Das Prinzip von SHUBH MANGAL ZYADA SAAVDHAN ist einfach: Man integriert das Thema in die klassische, allseits vertraute Hochzeits-Familienkomödie. Und da gibt es zwei Erzählstränge: einmal den der gescheiterten Hochzeit, weil kurz vorher eine unbequeme oder skandalöse Tatsache ans Licht kommt und eine der beiden Familien geschlossen abwandert. Zweitens die von vornherein unerwünschte Hochzeit oder allgemein unerwünschte Pärchenbildung, also wegen Geld, Familie, Kaste, Klasse, Religion, was halt so indischen Familien unabdingbar wichtig sein kann. Jetzt wird einfach die Kategorie sexuelle Orientierung hinzugefügt.

Ziel aller Anstrengungen ist es, vor allem die Hauptfigur, den Vater, den Patriarchen für sich zu gewinnen. Der ist hier ganz bewusst ein gebildeter Mann, ein Wissenschaftler, der übrigens gerade schwarzen Kohl gezüchtet hat, also versucht, gegen die Natur zu arbeiten. Was natürlich nicht nur komödiantisch, sondern auch symbolisch gemeint ist. Aber als der Vater am Anfang des Films die beiden Männer beim Küssen erwischt, muss auch er erst einmal kotzen und verabschiedet sich in eine erholsame Ohnmacht.
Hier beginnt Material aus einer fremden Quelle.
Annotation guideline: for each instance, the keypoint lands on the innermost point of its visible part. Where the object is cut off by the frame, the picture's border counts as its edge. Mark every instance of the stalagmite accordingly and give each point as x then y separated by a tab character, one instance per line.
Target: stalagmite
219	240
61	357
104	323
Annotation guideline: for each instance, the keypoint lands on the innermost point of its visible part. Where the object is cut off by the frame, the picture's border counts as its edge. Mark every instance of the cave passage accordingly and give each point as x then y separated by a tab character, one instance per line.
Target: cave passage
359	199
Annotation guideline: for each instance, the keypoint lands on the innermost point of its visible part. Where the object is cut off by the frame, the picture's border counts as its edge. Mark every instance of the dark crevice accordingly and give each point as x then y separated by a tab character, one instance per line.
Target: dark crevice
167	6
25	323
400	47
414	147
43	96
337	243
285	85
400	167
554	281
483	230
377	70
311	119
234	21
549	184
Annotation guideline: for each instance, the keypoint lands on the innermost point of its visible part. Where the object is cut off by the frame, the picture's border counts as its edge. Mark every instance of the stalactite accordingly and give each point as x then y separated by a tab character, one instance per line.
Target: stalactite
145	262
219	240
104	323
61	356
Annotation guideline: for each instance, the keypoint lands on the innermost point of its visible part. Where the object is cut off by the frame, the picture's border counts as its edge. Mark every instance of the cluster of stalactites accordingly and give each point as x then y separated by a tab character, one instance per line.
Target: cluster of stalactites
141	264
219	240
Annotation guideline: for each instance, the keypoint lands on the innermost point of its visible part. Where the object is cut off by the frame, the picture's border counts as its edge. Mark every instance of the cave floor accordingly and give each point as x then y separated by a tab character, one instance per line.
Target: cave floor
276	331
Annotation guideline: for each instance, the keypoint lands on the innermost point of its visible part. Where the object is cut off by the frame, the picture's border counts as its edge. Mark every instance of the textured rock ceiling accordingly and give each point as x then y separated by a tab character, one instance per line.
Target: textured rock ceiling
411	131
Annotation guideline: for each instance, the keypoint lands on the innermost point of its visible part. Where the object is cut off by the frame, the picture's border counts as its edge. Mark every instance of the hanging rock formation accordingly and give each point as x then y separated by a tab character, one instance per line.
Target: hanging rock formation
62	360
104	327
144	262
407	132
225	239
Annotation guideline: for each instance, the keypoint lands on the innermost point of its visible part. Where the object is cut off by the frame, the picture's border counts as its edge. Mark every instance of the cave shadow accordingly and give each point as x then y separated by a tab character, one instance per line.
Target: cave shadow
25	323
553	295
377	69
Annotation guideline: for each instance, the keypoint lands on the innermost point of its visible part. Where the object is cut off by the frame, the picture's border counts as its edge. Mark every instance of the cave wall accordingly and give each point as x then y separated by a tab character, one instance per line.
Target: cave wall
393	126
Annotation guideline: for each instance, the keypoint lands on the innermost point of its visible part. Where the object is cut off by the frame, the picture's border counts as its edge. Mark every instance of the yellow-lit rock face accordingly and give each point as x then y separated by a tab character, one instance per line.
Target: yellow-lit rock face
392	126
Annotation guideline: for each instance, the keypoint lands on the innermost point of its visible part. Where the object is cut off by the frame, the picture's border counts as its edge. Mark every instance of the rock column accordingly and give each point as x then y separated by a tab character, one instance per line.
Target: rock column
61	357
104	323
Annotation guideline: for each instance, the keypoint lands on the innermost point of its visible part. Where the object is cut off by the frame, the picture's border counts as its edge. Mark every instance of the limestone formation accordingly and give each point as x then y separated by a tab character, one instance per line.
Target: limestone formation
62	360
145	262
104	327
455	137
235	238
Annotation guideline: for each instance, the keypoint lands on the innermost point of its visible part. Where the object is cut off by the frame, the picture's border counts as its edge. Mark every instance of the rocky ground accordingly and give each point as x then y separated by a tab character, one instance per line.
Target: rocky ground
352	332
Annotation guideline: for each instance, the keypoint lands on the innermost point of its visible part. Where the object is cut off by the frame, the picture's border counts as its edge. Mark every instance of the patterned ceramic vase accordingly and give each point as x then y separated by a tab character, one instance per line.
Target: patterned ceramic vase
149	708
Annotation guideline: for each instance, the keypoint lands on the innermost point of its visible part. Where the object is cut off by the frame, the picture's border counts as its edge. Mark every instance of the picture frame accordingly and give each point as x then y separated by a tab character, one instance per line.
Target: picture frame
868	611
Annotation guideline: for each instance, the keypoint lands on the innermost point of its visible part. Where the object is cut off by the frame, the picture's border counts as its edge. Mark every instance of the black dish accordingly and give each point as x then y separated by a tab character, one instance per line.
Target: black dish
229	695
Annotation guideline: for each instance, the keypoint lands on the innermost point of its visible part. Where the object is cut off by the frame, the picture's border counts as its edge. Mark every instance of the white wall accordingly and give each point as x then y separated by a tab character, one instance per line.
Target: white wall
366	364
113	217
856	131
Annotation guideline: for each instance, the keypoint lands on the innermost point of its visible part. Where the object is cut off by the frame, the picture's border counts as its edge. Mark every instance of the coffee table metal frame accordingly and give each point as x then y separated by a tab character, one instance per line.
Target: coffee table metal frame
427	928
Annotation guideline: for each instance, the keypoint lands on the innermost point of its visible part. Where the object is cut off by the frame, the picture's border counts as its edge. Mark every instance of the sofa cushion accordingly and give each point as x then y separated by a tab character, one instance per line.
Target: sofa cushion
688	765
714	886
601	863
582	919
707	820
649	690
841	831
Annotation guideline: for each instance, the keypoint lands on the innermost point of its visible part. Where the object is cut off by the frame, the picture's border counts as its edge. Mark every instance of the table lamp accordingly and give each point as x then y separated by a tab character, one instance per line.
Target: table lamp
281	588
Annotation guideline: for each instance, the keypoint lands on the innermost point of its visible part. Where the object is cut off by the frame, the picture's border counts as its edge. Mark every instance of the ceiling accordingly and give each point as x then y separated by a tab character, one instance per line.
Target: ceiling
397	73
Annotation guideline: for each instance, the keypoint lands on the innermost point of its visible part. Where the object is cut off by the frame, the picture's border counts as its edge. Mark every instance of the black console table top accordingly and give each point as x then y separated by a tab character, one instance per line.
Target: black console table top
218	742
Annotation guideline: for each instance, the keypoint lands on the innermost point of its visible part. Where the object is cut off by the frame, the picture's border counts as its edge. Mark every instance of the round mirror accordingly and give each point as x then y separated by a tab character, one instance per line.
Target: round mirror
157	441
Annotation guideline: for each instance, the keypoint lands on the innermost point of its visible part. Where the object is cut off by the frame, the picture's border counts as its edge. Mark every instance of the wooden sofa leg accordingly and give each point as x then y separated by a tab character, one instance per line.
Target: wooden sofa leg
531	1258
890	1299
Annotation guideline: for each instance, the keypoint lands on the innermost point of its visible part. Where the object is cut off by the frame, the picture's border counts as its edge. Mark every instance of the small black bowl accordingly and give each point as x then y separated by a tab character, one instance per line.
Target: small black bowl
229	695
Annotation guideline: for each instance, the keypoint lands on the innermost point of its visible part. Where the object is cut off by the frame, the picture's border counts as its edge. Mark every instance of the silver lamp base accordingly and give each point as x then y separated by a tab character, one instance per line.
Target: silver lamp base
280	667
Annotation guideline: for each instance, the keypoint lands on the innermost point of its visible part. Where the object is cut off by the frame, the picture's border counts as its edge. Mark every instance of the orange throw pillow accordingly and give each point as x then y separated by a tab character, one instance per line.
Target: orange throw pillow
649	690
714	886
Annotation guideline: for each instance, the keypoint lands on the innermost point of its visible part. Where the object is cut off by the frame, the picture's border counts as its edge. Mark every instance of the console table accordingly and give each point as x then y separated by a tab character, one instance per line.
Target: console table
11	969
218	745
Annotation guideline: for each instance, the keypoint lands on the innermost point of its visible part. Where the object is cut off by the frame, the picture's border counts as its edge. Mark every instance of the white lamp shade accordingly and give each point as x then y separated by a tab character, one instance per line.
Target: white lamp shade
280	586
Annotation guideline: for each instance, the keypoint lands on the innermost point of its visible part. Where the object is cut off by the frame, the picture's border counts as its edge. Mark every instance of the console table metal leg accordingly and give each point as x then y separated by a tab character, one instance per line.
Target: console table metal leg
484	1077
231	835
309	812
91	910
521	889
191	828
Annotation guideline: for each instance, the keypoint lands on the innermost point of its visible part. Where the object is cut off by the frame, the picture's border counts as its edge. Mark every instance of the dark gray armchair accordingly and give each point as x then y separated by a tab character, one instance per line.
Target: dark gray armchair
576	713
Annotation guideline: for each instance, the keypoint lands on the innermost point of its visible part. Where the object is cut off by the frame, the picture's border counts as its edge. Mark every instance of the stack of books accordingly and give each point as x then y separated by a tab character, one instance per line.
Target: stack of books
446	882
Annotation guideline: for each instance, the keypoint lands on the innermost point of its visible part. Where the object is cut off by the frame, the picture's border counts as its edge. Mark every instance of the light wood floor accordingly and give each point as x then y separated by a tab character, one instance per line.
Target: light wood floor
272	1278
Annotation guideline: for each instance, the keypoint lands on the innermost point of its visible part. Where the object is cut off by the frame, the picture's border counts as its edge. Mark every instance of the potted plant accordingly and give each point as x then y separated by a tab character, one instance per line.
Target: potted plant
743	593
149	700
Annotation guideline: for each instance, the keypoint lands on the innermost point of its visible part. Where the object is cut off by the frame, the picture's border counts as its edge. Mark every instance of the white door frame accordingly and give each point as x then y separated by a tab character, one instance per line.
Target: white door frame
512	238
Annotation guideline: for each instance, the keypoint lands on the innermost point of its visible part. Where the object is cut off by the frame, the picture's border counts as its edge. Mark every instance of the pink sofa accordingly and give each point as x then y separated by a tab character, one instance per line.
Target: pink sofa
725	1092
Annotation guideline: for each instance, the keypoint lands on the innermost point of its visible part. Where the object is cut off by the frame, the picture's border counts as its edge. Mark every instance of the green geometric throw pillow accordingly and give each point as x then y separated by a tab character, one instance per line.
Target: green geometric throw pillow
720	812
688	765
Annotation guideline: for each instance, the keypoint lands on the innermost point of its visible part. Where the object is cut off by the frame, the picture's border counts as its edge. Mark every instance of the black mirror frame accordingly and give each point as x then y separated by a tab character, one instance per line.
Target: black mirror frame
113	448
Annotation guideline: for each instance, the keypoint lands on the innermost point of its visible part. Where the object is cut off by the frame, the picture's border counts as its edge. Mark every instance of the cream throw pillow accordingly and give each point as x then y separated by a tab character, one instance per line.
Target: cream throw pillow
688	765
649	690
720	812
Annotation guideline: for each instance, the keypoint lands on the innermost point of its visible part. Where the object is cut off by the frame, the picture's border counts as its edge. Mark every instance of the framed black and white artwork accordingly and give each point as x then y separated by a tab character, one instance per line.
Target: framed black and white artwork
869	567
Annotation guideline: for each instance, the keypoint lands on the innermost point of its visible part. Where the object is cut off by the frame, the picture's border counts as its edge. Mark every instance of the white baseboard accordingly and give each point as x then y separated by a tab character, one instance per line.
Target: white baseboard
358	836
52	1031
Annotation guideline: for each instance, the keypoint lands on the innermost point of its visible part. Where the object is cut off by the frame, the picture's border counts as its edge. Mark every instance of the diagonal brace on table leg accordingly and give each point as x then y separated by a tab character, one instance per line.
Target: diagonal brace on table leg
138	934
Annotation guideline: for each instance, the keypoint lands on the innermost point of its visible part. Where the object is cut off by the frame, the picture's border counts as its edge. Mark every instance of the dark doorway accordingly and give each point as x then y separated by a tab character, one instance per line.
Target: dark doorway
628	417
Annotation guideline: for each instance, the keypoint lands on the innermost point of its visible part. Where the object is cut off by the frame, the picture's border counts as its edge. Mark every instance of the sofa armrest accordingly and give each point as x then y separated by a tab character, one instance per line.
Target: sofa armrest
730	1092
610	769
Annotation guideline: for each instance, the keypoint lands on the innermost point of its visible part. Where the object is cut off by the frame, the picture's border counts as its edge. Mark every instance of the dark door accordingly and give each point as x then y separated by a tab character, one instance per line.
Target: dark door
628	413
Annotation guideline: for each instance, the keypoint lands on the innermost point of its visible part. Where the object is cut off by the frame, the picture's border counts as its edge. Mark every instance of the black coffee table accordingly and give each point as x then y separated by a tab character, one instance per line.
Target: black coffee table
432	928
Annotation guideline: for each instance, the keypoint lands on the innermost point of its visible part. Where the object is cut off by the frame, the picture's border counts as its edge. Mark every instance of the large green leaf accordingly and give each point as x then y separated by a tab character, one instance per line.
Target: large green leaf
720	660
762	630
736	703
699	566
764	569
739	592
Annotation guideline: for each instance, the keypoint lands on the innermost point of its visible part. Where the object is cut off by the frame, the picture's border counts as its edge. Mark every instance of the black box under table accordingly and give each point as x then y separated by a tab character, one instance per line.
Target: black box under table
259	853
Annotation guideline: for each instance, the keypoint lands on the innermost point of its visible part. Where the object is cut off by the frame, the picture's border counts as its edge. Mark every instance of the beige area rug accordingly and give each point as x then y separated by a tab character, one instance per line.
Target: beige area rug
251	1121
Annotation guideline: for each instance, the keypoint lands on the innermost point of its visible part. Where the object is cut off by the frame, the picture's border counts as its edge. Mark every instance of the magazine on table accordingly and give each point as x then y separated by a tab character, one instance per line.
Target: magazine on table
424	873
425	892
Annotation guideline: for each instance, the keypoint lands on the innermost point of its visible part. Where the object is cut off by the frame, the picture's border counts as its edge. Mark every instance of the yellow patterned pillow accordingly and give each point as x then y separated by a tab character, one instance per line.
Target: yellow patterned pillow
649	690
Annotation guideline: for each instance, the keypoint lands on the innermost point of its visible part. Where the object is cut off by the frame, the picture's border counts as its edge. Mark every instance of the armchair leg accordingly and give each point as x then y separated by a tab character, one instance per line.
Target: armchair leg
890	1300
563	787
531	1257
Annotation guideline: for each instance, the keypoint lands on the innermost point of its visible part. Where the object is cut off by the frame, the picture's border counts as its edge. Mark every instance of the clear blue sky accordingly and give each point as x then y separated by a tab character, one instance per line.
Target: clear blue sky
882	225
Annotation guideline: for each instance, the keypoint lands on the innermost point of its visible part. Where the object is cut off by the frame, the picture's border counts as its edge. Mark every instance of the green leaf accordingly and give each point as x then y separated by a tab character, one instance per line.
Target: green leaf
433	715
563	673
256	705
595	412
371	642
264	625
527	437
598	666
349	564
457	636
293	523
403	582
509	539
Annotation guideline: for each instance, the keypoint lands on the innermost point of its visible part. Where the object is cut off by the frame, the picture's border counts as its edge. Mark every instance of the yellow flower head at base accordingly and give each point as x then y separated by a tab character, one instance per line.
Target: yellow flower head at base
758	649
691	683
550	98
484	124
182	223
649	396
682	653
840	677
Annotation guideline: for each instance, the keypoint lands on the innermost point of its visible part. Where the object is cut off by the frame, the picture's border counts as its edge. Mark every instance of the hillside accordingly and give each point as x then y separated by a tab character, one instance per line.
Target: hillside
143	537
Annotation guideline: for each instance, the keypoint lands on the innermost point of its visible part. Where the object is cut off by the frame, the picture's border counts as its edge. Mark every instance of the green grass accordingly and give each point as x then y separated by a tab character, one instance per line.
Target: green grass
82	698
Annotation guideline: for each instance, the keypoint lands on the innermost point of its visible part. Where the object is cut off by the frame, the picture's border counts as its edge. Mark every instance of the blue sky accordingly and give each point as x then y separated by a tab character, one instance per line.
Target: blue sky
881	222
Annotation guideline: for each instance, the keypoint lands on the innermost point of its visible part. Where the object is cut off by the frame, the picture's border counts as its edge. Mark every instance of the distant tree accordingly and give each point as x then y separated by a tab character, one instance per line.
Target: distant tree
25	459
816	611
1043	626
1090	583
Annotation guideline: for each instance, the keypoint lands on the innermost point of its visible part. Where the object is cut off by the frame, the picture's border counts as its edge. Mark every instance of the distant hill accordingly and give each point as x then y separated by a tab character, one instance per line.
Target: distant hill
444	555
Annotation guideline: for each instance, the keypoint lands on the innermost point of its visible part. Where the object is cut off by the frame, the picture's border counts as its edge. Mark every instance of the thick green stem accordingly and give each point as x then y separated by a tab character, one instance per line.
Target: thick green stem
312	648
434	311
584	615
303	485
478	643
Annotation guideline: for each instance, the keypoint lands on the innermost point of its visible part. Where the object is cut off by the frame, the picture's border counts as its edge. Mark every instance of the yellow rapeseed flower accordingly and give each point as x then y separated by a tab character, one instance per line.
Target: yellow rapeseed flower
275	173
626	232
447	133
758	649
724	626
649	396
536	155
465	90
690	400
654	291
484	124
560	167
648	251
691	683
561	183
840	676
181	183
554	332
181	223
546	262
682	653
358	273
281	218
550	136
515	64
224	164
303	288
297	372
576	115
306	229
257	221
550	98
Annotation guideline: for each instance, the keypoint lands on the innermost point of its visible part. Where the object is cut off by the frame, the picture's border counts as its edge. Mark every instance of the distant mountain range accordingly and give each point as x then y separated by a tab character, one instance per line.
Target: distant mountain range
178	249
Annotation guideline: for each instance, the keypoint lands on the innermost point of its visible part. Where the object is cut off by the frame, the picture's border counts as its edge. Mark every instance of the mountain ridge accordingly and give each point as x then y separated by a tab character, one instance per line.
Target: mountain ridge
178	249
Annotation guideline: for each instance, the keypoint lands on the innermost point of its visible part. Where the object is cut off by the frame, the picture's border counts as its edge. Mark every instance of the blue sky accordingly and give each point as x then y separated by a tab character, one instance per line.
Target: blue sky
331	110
Bei all dem ist es gar nicht so sehr Ayushmann Khurrana, der hier im Mittelpunkt steht, sondern der bemerkenswerte Jitendra Kumar als gequälter Sohn, der zu seiner Familie einfach nicht nein sagen kann, weil eigentlich ja alle so nett sind. Gajraj Rao spielt den gequälten Vater, ohne in Klischees zu verfallen. Neeta Gupta ist die hektische Mutter, die unbedingt eine Ehe für den abseitigen Sohn arrangieren will. Und dann ist da die wunderbare Sunita Rajwar als frustrierte Cousine, deren Ehe so plötzlich ins Wasser fällt. Aber der Bräutigam war eh viel zu alt für sie. Die ersten 75 Minuten der knapp 120 Minuten sind tatsächlich ungeheuer temporeich, komisch und unterhaltsam, ohne je künstlich betroffen oder rührselig zu werden.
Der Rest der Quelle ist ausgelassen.